L’Europe a bien du mal à passer à la vitesse supérieure depuis quelques années. En France, les élections au Parlement européen du 7 juin prochain risquent fort d’en faire les frais puisque, pour l’heure, les échanges d’idées frisent l’indigence sur ce terrain et que si mobilisation des esprits il y a, c’est encore et toujours sur les conséquences de la crise. Dans le domaine patrimonial aussi, le Vieux Continent peine à avancer.
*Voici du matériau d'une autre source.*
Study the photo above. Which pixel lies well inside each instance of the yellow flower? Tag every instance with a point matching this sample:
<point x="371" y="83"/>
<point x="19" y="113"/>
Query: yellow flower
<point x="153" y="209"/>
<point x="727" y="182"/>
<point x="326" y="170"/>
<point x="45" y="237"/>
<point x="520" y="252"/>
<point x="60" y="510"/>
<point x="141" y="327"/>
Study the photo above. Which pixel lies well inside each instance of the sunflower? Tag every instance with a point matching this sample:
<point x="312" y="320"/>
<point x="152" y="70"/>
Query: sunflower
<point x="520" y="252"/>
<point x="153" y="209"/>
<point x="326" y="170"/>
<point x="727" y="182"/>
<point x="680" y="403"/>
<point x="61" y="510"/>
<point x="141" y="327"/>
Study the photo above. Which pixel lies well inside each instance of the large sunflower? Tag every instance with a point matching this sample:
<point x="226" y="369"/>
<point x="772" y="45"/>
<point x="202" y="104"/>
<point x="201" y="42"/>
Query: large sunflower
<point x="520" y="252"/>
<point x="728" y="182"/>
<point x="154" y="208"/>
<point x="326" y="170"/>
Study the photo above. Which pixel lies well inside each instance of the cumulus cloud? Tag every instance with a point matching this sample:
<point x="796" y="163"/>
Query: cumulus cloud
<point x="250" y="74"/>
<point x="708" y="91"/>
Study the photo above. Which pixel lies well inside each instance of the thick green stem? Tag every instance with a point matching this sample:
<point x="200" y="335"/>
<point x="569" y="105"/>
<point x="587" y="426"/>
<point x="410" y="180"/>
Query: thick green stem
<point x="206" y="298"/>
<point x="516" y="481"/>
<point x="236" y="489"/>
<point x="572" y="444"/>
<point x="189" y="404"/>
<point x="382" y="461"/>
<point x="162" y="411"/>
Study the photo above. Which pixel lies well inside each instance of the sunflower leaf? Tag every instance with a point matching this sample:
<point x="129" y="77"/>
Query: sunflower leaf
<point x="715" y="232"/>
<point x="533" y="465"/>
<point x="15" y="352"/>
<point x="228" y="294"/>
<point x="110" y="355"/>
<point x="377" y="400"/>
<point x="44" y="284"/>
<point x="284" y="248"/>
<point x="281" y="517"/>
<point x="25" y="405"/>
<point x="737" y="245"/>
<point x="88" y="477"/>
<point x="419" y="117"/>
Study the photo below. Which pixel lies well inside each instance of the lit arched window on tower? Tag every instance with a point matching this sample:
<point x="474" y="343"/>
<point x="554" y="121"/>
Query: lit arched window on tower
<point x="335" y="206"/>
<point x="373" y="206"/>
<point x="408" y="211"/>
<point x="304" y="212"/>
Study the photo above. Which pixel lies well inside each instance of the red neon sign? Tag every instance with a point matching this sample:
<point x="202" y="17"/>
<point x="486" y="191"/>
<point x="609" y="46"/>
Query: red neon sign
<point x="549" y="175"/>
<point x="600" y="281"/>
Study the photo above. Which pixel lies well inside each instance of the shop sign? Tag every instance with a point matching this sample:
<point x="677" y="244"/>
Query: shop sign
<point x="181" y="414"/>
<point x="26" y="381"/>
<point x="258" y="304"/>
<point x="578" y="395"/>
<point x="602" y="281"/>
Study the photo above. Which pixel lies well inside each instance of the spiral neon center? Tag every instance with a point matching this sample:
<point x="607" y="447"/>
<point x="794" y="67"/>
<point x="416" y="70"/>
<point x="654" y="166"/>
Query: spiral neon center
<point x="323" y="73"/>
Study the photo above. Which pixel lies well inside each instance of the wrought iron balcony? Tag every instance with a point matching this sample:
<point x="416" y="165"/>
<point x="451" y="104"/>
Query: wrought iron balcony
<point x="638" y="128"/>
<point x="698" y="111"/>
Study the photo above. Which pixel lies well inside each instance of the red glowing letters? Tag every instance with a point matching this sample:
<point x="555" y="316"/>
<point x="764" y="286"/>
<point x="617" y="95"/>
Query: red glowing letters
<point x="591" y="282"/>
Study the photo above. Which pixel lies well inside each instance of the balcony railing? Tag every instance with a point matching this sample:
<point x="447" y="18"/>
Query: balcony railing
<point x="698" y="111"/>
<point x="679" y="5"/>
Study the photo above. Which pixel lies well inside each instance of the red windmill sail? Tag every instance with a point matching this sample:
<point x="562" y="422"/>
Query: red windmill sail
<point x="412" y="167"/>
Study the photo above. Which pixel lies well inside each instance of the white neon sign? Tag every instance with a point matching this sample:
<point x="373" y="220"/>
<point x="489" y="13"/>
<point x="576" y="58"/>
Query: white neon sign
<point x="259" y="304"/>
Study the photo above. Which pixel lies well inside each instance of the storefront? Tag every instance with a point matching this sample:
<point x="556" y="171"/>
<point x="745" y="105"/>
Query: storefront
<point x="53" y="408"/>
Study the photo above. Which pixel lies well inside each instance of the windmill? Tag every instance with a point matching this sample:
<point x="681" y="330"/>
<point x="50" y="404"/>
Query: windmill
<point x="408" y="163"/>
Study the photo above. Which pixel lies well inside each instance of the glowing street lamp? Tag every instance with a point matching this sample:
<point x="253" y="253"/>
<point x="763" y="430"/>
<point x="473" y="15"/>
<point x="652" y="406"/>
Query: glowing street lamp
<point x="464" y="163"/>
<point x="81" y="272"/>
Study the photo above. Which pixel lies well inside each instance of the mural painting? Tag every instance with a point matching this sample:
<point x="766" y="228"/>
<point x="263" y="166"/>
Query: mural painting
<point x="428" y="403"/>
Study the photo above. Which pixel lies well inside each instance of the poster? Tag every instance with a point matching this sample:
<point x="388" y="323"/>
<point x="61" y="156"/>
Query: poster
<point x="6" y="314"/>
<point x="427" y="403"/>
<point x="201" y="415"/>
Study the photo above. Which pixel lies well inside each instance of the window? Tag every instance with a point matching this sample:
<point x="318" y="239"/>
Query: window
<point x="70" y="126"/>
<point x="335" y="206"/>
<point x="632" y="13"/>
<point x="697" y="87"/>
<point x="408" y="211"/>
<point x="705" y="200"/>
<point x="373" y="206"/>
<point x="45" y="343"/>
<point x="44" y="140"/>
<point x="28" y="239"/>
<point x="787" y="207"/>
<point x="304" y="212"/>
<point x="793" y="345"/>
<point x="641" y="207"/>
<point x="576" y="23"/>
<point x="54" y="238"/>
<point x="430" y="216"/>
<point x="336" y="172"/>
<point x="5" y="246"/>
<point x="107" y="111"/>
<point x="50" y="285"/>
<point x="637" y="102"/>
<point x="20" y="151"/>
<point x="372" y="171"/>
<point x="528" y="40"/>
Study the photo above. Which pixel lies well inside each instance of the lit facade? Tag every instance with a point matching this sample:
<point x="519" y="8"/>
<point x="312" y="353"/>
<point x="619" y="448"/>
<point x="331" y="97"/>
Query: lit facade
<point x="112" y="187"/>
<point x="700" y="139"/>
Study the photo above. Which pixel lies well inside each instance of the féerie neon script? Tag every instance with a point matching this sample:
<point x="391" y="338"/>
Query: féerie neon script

Sans même parler d’une fiscalité où la désunion s’affiche sans détour, ni des difficultés de transposition des directives bruxelloises, c’est sur le fondement des métiers que l’on trouve également des disparités flagrantes. En Espagne, par exemple, malgré la MIF et l’existence d’un organisme de certification professionnelle indépendant, aucun diplôme n’est requis pour exercer le métier de conseiller en gestion de patrimoine : 150.000 indépendants risquent ainsi de devenir à la marge de la légalité ou liés à un tissu bancaire espagnol très resserré. Autre grand écart entre le Royaume-Uni, par exemple, qui exige un diplôme universitaire, et la Hongrie, où seuls cinq jours de formation permettent d’avoir pignon sur rue. Reste que les marchés étant essentiellement nationaux, in fine, ce sont les clients locaux qui sont bien traités ou tout le contraire.